“No, really it’s true. I’ve spent all my life trying to get into my father’s good graces.” I pull him in like we’re a couple, and his cologne rolls over me, warm and spiced, subtler than it was earlier. “The core even looks like my father, blonde hair, blue eyes. The rest of us are literally from the dark-side—raven-haired beauties.” I give a little wink and feel cheesy about it. I don’t think a major seduction is needed on my part but I’m anxious to move the show along, to have his mouth sinking over mine, his body deep inside me.

  My face floods with heat, and I force myself to look at the ocean with its furious whitecaps slapping against each other ten feet offshore.

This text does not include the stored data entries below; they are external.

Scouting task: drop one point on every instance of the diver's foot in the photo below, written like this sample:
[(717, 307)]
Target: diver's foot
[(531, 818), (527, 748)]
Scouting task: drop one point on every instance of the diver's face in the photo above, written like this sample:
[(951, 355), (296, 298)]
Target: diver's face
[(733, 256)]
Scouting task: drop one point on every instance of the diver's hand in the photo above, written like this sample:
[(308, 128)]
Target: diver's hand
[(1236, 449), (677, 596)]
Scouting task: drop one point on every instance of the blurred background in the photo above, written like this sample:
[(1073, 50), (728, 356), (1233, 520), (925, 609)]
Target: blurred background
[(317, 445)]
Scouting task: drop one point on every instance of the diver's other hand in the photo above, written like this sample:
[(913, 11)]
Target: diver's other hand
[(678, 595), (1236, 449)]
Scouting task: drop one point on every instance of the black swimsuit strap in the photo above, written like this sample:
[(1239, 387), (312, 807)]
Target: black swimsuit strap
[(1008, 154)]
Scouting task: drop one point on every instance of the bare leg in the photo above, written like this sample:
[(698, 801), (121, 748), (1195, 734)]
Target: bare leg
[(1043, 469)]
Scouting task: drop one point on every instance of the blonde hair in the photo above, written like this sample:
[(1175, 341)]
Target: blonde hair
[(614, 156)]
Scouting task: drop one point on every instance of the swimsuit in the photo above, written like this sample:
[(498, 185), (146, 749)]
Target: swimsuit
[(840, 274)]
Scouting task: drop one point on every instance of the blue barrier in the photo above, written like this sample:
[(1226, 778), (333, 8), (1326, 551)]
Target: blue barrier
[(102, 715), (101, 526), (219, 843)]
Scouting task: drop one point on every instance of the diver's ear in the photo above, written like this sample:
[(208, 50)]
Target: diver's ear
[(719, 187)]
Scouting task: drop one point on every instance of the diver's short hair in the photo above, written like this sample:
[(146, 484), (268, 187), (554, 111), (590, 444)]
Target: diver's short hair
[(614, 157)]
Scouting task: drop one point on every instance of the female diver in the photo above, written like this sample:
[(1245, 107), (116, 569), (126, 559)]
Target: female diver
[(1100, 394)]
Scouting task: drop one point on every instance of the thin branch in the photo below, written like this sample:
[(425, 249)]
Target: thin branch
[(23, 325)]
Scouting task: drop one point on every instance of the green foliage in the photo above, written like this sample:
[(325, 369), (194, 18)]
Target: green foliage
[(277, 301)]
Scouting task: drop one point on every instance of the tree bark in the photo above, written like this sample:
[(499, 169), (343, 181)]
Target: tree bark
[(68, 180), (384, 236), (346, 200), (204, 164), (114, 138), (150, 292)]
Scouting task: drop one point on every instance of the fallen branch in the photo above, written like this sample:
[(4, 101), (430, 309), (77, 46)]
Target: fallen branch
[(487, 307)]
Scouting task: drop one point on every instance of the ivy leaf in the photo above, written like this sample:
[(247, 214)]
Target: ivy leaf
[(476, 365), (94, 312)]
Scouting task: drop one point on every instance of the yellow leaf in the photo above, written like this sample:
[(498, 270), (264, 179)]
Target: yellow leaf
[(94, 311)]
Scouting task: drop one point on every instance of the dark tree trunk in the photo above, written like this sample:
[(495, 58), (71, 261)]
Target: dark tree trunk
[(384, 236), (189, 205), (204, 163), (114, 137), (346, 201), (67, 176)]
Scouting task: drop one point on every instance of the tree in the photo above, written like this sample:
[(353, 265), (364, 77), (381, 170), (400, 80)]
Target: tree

  “Chestnut.” He leans in and takes a sniff. “You have chestnut hair, deep red highlights that reflect the sky.” His features dim like he’s telling the truth, but he doesn’t want to. “And I definitely agree, you are a beauty.”

  “Yeah, well, I couldn’t look any less related to my father if I tried.” I never could take a compliment. “He’s as greedy with his Nordic genes as he is with his money.”

  He laughs again, and my hip bumps against his leg as we walk.

  “You said the rest, how many more are there?”

  “My twin sister, Claire.” And there she is. I knew it wouldn’t take long. “But she’s gone now.”

  He pauses for a second, inadvertently pulling me back. “I’m sorry to hear that.”

  “So am I.” My eyes widen as I glance down at the sand with its impossible divots every few inches. It’s thick and cool and far more uncomfortable to walk through than I remember. “Anyway.” I shoot a quick glance to the ocean and omit the fact I’m planning a reunion. “Tonight’s my birthday.” I shake my head at how pathetic it came out—how unbelievable it sounded.

  “No kidding?” He pauses again, and this time I stop, too.

  “No shit.”

  Our eyes lock as the wind steals the neatness from my hair, making it dance like flames toward the dragon-red sky.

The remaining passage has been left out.